Entropy-Transport distances between unbalanced metric measure spaces

TL;DR

This paper introduces a new class of distances between metric measure spaces with possibly different total mass, based on entropy-transport problems, and explores their properties, examples, and applications to spaces with Ricci curvature bounds.

Contribution

It defines and analyzes a novel family of complete, separable distances between unbalanced metric measure spaces, extending existing concepts like Sturm's D-distance and incorporating entropic and transport-based metrics.

Findings

Introduces a new class of distances between unbalanced metric measure spaces.

Provides explicit examples including Hellinger-Kantorovich based distances.

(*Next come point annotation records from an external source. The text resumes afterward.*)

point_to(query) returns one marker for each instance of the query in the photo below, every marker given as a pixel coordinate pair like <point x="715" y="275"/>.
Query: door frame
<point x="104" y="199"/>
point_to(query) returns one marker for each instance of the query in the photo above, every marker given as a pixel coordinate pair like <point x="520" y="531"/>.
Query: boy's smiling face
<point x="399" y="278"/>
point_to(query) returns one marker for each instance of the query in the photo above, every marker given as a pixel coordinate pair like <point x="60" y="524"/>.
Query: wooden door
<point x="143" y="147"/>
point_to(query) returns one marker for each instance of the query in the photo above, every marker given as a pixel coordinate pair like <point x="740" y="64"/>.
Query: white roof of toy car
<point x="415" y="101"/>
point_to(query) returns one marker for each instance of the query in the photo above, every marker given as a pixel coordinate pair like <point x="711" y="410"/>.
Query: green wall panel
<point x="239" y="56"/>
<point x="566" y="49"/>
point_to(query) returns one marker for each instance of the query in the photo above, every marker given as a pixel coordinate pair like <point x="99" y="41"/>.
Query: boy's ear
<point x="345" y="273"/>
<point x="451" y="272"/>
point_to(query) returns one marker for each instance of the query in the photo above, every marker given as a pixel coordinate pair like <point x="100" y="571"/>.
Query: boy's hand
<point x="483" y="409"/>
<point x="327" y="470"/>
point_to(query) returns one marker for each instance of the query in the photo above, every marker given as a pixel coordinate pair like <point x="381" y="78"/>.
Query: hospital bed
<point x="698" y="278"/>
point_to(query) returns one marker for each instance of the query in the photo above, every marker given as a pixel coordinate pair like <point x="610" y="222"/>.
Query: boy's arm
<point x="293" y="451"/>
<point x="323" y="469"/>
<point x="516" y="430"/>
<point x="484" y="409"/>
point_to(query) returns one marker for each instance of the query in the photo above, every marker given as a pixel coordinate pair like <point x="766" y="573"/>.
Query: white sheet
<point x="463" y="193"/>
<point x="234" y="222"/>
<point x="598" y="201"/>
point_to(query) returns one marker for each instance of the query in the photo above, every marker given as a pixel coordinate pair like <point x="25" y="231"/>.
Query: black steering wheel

Establishes compactness and stability results for spaces with Ricci curvature lower bounds.

Abstract

Inspired by the recent theory of Entropy-Transport problems and by the $\mathbf{D}$-distance of Sturm on normalised metric measure spaces, we define a new class of complete and separable distances between metric measure spaces of possibly different total mass. We provide several explicit examples of such distances, where a prominent role is played by a geodesic metric based on the Hellinger-Kantorovich distance. Moreover, we discuss some limiting cases of the theory, recovering the "pure transport" $\mathbf{D}$-distance and introducing a new class of "pure entropic" distances. We also study in detail the topology induced by such Entropy-Transport metrics, showing some compactness and stability results for metric measure spaces satisfying Ricci curvature lower bounds in a synthetic sense.